Telling a story through the eyes of a child is by no means a new literary technique. Fantastical novels such as Rowling’s Harry Potter and Laura Ingalls Wilder’s Little Cabin in the Big Woods use the younger generation for their central points of view. This tactic encourages a sense of adolescence discovery – almost magic – whilst simultaneously drawing the reader back in to their own childhood. Using this particular perspective changes the way the narration records the world, and thus how the story is told. In Room, Donoghue uses the five-year-old Jack as the narrative perspective. His infantile ignorance furthers the sense of tragedy; the reader is more aware of his situation than Jack is. Additionally, it enhances the feelings of alienation that are inevitable when entering the real world. It is also interesting to consider the impact on the novel if instead Ma were the narrator. The focus would perhaps have been more on the psychological side, and less on what Jack gives us; he records what he sees, and the simple emotions it makes him feel, without the further complications of an adult psyche.

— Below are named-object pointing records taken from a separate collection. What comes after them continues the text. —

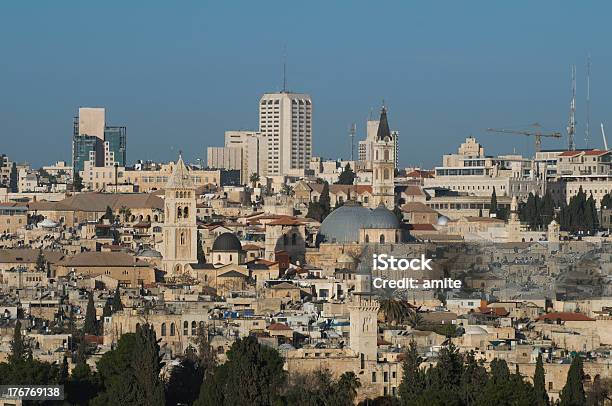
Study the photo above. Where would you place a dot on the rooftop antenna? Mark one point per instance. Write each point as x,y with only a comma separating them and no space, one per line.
588,106
284,69
352,131
571,125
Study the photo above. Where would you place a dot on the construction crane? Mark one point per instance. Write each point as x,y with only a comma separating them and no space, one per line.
538,134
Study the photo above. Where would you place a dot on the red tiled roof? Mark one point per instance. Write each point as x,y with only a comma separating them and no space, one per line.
422,227
278,327
570,153
565,316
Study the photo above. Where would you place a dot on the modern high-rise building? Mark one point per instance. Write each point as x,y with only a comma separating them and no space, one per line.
94,141
285,121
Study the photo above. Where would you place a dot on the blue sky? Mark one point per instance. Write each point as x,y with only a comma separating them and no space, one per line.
178,74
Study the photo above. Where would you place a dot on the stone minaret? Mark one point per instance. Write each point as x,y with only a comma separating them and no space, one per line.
180,227
383,165
363,311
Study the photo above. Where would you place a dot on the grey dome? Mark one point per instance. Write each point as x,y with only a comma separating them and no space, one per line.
381,217
343,224
227,242
149,253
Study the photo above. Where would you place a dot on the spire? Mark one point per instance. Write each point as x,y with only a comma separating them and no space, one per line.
383,126
180,178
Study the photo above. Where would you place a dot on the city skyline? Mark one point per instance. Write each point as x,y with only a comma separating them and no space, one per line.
181,89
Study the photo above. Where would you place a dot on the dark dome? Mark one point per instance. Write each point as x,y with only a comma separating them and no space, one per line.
227,242
343,224
381,217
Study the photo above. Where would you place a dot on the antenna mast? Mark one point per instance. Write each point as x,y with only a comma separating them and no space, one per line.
352,131
588,106
284,69
571,125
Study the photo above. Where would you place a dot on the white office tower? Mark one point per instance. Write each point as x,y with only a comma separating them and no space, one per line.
285,121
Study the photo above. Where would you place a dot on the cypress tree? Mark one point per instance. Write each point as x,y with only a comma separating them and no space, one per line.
146,365
573,393
19,348
200,252
90,326
539,383
117,305
62,375
493,205
413,382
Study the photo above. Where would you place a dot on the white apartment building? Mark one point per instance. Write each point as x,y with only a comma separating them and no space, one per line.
471,172
285,121
254,151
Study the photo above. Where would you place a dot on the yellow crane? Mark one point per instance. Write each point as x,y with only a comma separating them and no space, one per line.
537,134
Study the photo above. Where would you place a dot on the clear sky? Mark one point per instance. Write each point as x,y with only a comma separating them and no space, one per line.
178,74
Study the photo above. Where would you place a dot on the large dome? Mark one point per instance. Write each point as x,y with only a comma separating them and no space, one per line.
343,224
381,217
227,242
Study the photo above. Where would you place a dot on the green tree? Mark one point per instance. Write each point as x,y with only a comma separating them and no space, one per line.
19,349
200,251
77,182
493,204
91,324
108,214
117,305
413,380
573,393
41,263
539,383
146,366
347,177
252,375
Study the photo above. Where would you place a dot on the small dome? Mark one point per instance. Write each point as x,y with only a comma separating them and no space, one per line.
381,217
227,242
475,330
442,221
149,253
345,259
342,225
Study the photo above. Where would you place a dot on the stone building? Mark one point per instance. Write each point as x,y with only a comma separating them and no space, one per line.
180,228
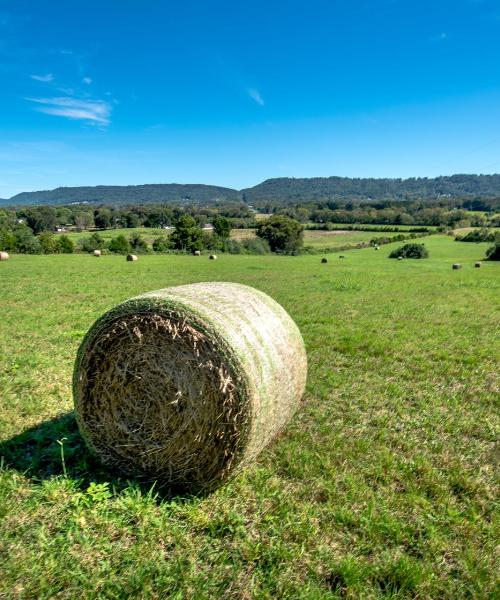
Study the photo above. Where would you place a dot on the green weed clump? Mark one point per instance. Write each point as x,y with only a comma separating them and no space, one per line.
410,251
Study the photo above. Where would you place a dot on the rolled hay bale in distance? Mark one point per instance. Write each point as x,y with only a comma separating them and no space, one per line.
186,385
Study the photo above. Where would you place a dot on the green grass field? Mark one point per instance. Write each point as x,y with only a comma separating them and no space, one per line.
383,486
316,239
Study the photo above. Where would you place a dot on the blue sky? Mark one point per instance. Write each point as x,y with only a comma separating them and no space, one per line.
232,93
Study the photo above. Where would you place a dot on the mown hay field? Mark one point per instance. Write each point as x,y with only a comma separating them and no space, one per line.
318,239
382,486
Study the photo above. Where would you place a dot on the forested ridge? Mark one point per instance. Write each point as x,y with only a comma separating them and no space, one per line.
284,190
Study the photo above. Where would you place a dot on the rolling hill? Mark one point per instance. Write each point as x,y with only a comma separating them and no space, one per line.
284,189
129,194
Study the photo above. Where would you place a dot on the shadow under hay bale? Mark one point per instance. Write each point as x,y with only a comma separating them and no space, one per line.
187,385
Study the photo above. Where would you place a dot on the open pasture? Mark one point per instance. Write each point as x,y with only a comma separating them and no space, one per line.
316,238
382,486
324,239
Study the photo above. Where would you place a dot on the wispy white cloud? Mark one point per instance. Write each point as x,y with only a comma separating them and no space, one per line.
255,96
91,111
44,78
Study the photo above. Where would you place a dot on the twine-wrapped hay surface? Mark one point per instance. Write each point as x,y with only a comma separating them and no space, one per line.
188,384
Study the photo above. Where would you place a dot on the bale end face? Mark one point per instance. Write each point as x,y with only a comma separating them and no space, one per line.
187,385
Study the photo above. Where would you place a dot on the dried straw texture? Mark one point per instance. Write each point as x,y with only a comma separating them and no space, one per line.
188,384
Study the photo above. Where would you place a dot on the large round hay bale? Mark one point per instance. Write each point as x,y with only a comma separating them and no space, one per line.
186,385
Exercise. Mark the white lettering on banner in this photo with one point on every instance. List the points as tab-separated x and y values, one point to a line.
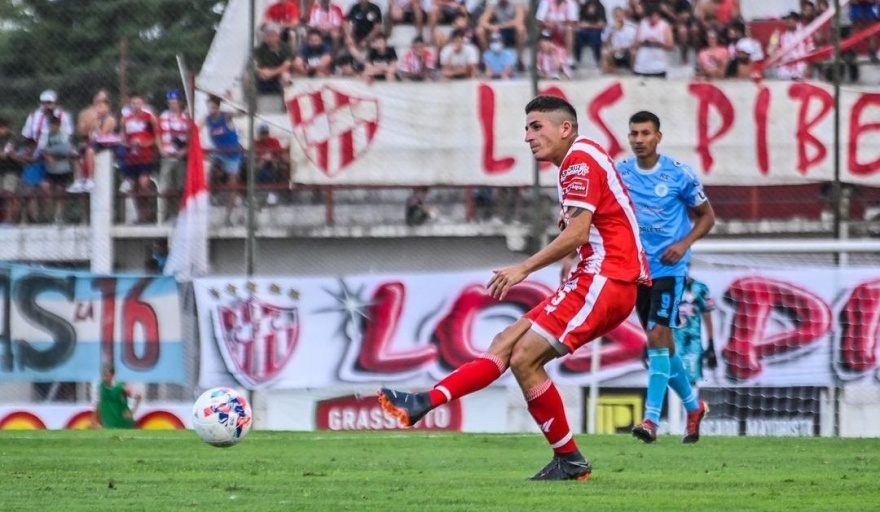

Fundamentally, the difference between an adult and child is a matter of perspective. In using Jack as the narrator, Room presents an alternate and usually unseen perspective. As Jack was born in Room, it is the only space, and only reality, he has ever known. Therefore, the place where he is unknowingly kept captive is defined as ‘home’, whilst the freedom of the outside world is ‘make believe’, something Jack only ever sees on television. This sense of subverted reality is approached from the beginning, where Jack and Ma’s routine temporarily convinces the reader that their existence within room is wholly normal:

Another rule is, the wide of the walls is the same as the wide of Floor, I count eleven feet going both ways, that means Floor is a square. (p.26)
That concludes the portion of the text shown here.